TB in MD on the UP
Sometimes I hate to be right.At the end of May, OSHA trashed its proposed standard that would have protected workers against TB. OSHA Director John Henshaw justified OSHA's action by arguing that TB rates had fallen so much that the standard was no longer needed.
An article in today's Washington Post describes "A 17 percent rise in the number of active TB cases in Maryland last year -- with just a slight decline this year" that has put TB "back on the radar for public health officials."
After falling for a decade, the number of people infected with active TB in Maryland jumped from 262 cases in 2001 to 306 last year. This year, 140 cases were recorded through July.Right now, Maryland public health authorities are practicing Directly Observed Therapy (DOT), sending nurses out to observe patients each time they take their medication. DOT not only increases the cure rate, but more importantly, by making sure patients take the complete course of medicine, prevents the development of antibiotic resistant TB.
Yet as Maryland grapples with a budget crisis, officials said spending for TB control probably would be cut by about $50,000 next year. The state plans to spend $2.28 million for TB control this year, including about $1.4 million in federal money.To repeat what I wrote in early June:
"For a disease that we know how to diagnose and treat and prevent, it's ludicrous for the number of cases to be going up in Maryland. It's unacceptable," said Lee B. Reichman , executive director of the National Tuberculosis Center at the New Jersey Medical School, where many specialists have trained.
Ditching the TB standard probably could not have come at a worse time. The United States faced a near epidemic of multiple drug resistant TB in the mid-1980's and early 1990s because the public health system in this country let down its guard. According to the IOM:
Complacency led to neglect of basic public health measures including surveillance, contact tracing, outbreak investigations, and case management services to ensure that individuals completed treatments for latent infection and active disease.

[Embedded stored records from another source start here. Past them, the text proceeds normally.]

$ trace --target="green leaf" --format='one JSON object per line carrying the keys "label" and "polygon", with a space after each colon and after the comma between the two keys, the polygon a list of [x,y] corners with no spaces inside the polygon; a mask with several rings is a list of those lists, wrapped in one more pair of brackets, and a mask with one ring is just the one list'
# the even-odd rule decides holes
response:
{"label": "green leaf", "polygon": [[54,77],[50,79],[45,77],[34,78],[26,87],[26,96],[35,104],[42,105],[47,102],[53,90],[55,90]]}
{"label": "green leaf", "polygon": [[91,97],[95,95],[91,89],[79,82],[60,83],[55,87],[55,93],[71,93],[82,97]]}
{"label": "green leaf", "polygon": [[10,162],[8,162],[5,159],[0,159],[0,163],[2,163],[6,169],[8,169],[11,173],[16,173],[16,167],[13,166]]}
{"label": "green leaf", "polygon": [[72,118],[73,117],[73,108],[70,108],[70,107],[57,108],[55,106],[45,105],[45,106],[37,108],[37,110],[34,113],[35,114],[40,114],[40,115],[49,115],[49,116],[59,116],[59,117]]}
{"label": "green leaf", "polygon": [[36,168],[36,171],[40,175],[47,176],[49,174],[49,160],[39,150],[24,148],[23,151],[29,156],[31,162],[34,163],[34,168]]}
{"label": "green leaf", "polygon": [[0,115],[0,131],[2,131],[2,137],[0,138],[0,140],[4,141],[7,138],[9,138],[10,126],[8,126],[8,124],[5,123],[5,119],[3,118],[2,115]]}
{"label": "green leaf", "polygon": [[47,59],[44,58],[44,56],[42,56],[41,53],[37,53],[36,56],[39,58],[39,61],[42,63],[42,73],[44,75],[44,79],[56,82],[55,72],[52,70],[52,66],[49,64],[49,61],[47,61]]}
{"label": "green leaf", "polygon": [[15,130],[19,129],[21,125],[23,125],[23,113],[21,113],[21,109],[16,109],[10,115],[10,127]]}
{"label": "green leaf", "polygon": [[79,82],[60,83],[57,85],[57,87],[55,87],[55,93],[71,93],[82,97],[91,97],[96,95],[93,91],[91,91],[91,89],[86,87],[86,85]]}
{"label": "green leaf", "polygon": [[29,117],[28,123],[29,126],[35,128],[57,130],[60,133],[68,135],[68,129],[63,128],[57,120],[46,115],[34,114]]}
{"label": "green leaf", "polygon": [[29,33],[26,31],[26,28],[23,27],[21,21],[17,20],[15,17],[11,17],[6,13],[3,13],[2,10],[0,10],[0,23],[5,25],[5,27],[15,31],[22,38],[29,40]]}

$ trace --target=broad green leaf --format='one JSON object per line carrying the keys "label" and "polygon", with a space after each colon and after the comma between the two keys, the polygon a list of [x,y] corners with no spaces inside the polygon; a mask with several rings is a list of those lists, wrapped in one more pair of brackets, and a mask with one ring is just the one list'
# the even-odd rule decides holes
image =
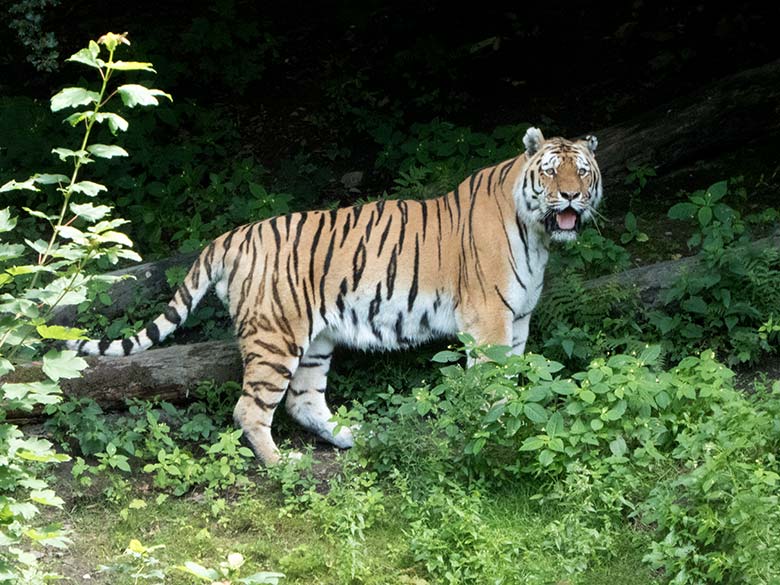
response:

This neglect helped set the stage for the resurgence of tuberculosis when new circumstances emerged -- including the HIV/AIDS epidemic, the increase in multidrug-resistant disease (largely due to incomplete treatment), and expanded immigration from regions of the world with high rates of tuberculosis.In hospitals across the country complacency translated into inadequate isolation rooms, ventilation systems that were not maintained, isolation room doors left open, infectious patients left to wander the halls and no training to recognize symptoms in waiting rooms. In correctional institutions the level of knowledge and control measures was virtually non-existent.
Now we may be faced with a new complacency fueled by an "all-clear" message from OSHA, falling national TB rates, and a public health system stressed to the breaking point by new homeland security demands, huge state budget problems and the Bush tax cuts eating up any chance of significant federal assistance.